Ricardo Noblat, colunista do Metrópoles, foi alvo de monitoramento por uma estrutura oculta da Agência Brasileira de Inteligência (Abin) durante o governo do ex-presidente Jair Bolsonaro (PL), conforme mostra relatório da Polícia Federal (PF), cuja confidencialidade foi suspensa em 19 de junho pelo ministro Alexandre de Moraes, do Supremo Tribunal Federal (STF). A descoberta faz parte das apurações sobre as atividades da chamada Abin Paralela.

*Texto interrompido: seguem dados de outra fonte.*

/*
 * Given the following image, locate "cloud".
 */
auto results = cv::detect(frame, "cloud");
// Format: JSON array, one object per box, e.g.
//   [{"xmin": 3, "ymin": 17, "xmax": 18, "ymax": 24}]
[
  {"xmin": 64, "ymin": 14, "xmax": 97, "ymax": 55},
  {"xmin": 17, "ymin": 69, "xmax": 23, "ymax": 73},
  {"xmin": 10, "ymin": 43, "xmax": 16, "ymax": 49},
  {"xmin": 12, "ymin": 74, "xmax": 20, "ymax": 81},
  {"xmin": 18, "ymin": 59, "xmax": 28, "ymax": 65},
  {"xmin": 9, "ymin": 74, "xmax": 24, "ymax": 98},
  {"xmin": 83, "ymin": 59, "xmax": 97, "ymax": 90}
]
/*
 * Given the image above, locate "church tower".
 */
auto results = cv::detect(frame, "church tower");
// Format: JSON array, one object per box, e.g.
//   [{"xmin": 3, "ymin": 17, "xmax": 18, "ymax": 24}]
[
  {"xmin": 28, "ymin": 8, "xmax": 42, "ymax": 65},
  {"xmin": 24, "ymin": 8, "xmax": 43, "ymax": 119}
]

De acordo com o relatório, a Abin Paralela realizou vigilância não autorizada contra autoridades dos Três Poderes, profissionais da imprensa e servidores públicos entre fevereiro de 2019 e abril de 2021. No caso de Noblat, as investigações indicam que ele foi monitorado em 23 de julho de 2020, na época em que escrevia para a Revista Veja, num período aproximado de três horas. A PF afirma que o monitoramento teve início ao meio-dia daquele dia, coincidindo com a publicação de uma matéria crítica ao então presidente Bolsonaro e a militares ligados ao seu governo. A esposa do colunista, Rebeca Scatrut, também foi alvo das buscas.
O jornalista expressou surpresa ao saber do monitoramento e lembrou do contexto da ditadura militar no Brasil. “Isso me faz lembrar muito a época da ditadura. Apesar de estar atribuído a um governo que atuava durante um regime democrático, essa prática era comum no período militar de 64”, declarou.
Noblat ressaltou que o episódio serve como alerta para a sociedade. “Ver que isso acontece novamente após quatro décadas de democracia mostra que nossas instituições, embora fortes, não são imunes a retrocessos. A democracia mundial está ameaçada e enfraquecida.”
O jornalista também criticou a prática de monitorar a imprensa, destacando sua inaceitabilidade: “Não me surpreende que tenha ocorrido, pois a obsessão de Bolsonaro desde o início do mandato era praticar um golpe. O país enfrentou, como se viu, um risco sério.” Questionou ainda o propósito da vigilância contra jornalistas: “Por que monitorar profissionais cuja investigação e publicações são públicas? Qual o objetivo?”
Além de Ricardo Noblat, a investigação aponta que cerca de 1,8 mil linhas telefônicas foram monitoradas ilegalmente pela Abin Paralela, totalizando 60.734 consultas de geolocalização. O esquema funcionava sem planejamento formal ou documentação, dificultando a identificação da cadeia de comando e ordens.
As investigações mostraram que as operações ocorreram clandestinamente e fora do controle institucional, utilizando o sistema “First Mile” para rastrear alvos em tempo real. A Polícia Federal detectou tentativas de apagar registros eletrônicos para dificultar a identificação dos responsáveis.
Segundo os investigadores, o sistema foi empregado para perseguir adversários políticos, servidores públicos e jornalistas de modo ilegal e sem respaldo jurídico.